A YouGov and CBS poll found 85% of adults do not want books banned from schools. However, an October 2022 Rasmussen poll reported 69% of voters do not want “explicit sexual depictions of sex acts” in high school libraries, 79% in middle schools and 85% for elementary schools. The same poll found 89% of voters believe it is important to inform parents what is being taught and shared in schools.

People’s taxpayer dollars are going to these schools, so it is vital for them to be as transparent as possible. It is the people’s right to know if there is obscene and pornographic content in the classrooms, and it is their right to ask them to be removed.

Utah code clearly states educators cannot “use school equipment to intentionally view, create, distribute, or store pornographic or indecent material in any form” and “expose students to material the educator knows or should have known to be inappropriate given the age and maturity of the students.”

It also provides instances of what is considered to be “sensitive material,” including material “harmful to minors,” “description or depiction of illicit sex or sexual immorality,” “nude or partially denuded figure” or “description or depiction of nudity, sexual conduct, sexual excitement, sadomasochistic abuse, or excretion.”

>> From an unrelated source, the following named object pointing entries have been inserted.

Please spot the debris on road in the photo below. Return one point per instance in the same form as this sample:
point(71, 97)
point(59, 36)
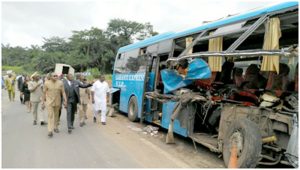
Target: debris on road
point(153, 131)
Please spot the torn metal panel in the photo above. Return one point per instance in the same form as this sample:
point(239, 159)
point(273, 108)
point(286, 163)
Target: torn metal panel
point(172, 80)
point(198, 69)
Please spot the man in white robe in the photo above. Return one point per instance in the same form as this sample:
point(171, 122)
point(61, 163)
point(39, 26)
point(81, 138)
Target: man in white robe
point(100, 94)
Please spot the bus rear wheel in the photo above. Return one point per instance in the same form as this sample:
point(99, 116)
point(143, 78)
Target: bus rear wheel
point(133, 109)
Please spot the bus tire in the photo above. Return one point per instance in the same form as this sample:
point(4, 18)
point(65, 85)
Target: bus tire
point(249, 143)
point(133, 109)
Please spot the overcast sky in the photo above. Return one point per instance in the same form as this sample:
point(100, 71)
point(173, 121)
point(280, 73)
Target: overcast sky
point(25, 22)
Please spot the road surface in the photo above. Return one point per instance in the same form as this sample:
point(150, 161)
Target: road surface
point(119, 144)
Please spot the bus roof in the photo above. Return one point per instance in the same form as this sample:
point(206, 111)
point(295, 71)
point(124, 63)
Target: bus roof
point(211, 25)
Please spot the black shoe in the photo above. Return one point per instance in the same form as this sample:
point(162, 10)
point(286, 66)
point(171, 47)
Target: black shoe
point(56, 130)
point(50, 134)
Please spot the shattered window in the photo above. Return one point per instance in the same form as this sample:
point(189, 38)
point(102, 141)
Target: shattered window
point(129, 63)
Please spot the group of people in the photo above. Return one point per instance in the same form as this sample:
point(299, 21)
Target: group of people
point(56, 92)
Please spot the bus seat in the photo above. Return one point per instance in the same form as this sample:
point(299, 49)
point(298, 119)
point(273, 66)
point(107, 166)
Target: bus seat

These are known as the “bright line standards” for these materials.

In the June 14 meeting, several lawmakers explained how Utah code is clear about what are “sensitive materials.” Some said if a book clearly meets those “bright line standards,” it does not necessarily need a review committee. If a child or parent can easily identify a book with pornographic content, it should be immediately removed.

In my testimony during the meeting I stated that people, libraries and schools need to do better when distinguishing between books with sexual content and nonsexual content.

Individuals who testified noted it takes a while to get through all the books reported to have “sensitive material,” and seeing which books have actual explicit content such as “Gender Queer” found in Alpine School District and “Fun Home” found in Park City School District, should be immediately removed to allow discussion for other books where “bright line standards” may not be clear.

The Bible does not meet the “bright line standards,” and it does not depict or even describe explicit sexual content. While there are some passages in the Bible that refer to sex, these passages are not explicit and are not intended to be sexually stimulating.

Nobody is calling for book bans. Parents want to make sure their taxpayer dollars do not go to activities or materials unrelated to student achievement.

(Frances Floresca)

Frances Floresca is an education and free-market policy analyst who has worked for free-market organizations in Utah, the District of Columbia and Nevada. She grew up in Utah and graduated from the University of Utah David Eccles School of Business in 2019.